I have k8s with 1.14.10-gke.27 in europe-west1-d zone.
In the last couple of days I have a lot stackdriver-metadata-agent-cluster-level pod restarts in kube-system ns with errors
I0402 16:39:12.688053 1 main.go:142] All resources are being watched, agent has started successfully
I0402 16:39:12.688108 1 main.go:145] No statusz port provided; not starting a server
I0402 16:39:29.383562 1 retry.go:80] call failed with err=rpc error: code = Unavailable desc = all SubConns are in TransientFailure, latest connection error: connection error: desc = "transport: Error while dialing dial tcp [2a00:1450:400c:c09::5f]:443: i/o timeout", retrying.

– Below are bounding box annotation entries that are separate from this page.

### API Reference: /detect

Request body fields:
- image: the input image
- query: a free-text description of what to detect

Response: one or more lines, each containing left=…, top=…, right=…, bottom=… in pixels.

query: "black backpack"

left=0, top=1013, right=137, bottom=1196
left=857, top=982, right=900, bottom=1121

I0402 16:39:29.383667 1 retry.go:80] call failed with err=rpc error: code = Unavailable desc = all SubConns are in TransientFailure, latest connection error: connection error: desc = "transport: Error while dialing dial tcp [2a00:1450:400c:c09::5f]:443: i/o timeout", retrying.
I0402 16:39:30.483072 1 retry.go:80] call failed with err=rpc error: code = Unavailable desc = all SubConns are in TransientFailure, latest connection error: connection error: desc = "transport: Error while dialing dial tcp [2a00:1450:400c:c09::5f]:443: i/o timeout", retrying.
I0402 16:39:30.783091 1 retry.go:80] call failed with err=rpc error: code = Unavailable desc = all SubConns are in TransientFailure, latest connection error: connection error: desc = "transport: Error while dialing dial tcp [2a00:1450:400c:c09::5f]:443: i/o timeout", retrying.
I0402 16:40:09.186357 1 binarylog.go:265] rpc: flushed binary log to ""
I0402 16:41:29.383025 1 binarylog.go:265] rpc: flushed binary log to ""
is this google network issue ?
I'm adding it as an answer as there is quite a lot of code which will be totally unreadable if I put it in comments. Once we manage to figure out the solution I will edit it.
Could you run these Stackdriver logs queries and post the output in your question as a code sample (use ctrl+k on the selected text) ?
resource.type="k8s_container"
resource.labels.project_id="<project_id>"
resource.labels.location="<location e.g. us-central1-c>"
resource.labels.cluster_name="<cluster-name>"
resource.labels.namespace_name="kube-system"
labels.k8s-pod/app="stackdriver-metadata-agent"
labels.k8s-pod/cluster-level="true"
"oom"
resource.type="k8s_container"
resource.labels.project_id="<project-id>"
resource.labels.location="<location e.g. us-central1-c>"
resource.labels.cluster_name="<cluster-name>"
resource.labels.namespace_name="kube-system"
labels.k8s-pod/app="stackdriver-metadata-agent"
labels.k8s-pod/cluster-level="true"
severity>=WARNING
sourceLocation.file!="reflector.go"
Please don't put it as screenshot as it is quite useless when it comes to searching through it.